Hidden Things by Doyce Testerman

Scribd is a delicious virtual labyrinth that keeps revealing its many mysteries, slowly and steadily. It’s been working out well and I find myself buried in the most unexpected books. Hidden Things by Doyce Testerman was one such delight.

Let me give you selected snippets from the Goodreads summary: “A phone call from a soon-to-be-deceased ex-boyfriend launches a young woman on a bizarre road trip to a dark supernatural world hidden beneath America’s heartland…. transforming our mundane world into a place where unseen monsters and paranormal beings have long inhabited the shadows… goblins, dragons, a road-weary clown, and creatures that have never been categorized, join a smart, tough, courageous female protagonist on a wild cross-country thrill ride…”

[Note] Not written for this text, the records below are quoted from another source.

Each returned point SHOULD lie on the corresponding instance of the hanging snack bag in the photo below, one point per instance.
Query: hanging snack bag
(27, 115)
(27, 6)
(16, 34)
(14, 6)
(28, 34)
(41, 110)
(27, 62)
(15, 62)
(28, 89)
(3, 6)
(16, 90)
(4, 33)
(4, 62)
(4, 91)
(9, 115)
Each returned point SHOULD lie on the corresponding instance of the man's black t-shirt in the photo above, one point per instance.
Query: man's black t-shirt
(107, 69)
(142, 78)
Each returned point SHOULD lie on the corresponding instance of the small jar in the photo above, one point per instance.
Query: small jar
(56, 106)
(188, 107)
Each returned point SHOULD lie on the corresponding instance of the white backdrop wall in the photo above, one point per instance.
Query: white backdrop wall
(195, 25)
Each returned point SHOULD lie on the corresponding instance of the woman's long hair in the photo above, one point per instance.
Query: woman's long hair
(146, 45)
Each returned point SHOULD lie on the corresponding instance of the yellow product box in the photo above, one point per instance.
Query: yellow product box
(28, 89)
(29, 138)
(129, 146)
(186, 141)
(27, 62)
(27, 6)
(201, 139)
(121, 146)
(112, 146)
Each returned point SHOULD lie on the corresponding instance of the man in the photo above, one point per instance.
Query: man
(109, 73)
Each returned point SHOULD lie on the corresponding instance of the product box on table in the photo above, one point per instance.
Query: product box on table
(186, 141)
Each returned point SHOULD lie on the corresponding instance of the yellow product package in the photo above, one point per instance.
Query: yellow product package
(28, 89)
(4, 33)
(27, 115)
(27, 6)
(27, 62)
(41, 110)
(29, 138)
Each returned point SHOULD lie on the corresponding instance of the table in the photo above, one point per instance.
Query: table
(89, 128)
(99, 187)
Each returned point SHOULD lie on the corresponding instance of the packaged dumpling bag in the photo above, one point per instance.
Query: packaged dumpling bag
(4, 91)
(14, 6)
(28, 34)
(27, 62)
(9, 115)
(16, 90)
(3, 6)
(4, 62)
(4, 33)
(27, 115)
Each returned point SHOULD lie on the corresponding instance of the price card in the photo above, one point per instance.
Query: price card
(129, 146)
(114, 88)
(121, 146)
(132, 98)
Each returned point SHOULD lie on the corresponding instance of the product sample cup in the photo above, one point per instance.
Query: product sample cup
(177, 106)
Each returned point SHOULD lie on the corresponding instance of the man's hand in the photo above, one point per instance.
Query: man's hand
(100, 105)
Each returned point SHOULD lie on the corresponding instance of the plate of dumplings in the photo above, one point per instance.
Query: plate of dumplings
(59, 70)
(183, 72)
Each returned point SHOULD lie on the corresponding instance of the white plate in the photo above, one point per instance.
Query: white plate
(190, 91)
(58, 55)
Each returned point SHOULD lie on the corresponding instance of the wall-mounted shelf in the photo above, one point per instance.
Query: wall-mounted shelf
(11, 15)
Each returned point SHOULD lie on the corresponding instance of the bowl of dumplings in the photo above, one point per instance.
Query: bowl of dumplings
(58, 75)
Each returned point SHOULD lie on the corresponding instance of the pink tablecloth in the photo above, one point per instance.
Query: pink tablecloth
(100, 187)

If the summary excites you, the book will too. It lives up to what it promises – a cross country thrill ride. The tone is dark, almost ruefully funny. I always find books that deal with the “blurred edges of reality” quite fascinating, and the author has some creepy, imaginative “origin stories” for things that go bump in the night This book is reminiscent of the reads I feasted on in the early 2010s; like a weird mix of American Gods and Dresden Files. It has elements of pure fairytale and quite a bit of supernatural weirdness, right out of a fading nightmare, a gritty contemporary fantasy… It is in no way a ‘popular’ read, with under 700 ratings on Goodreads. A lovely find! I’m so happy to have stumbled across it.

Quotes from the book:

“The air around the corner of Bush and Taylor changed when Vikous arrived. It was a distinctly unmagical place – everything from the trees to the sidewalks to the head-down pedestrians colored in various shades of gray – but for a moment, the air changed: filled with a hush stolen from a magician’s audience, thick with the sound of a day-dreaming crowd. A bus roared past a double-parked garbage truck, clouding the air with diesel smoke and timetables, and then he was there.”

“You know what’s the weirdest thing? You just told me that the highway disappearances I read about aren’t always criminals and abductions – that sometimes it’s dragons hunting for food – and that actually cheers me up.”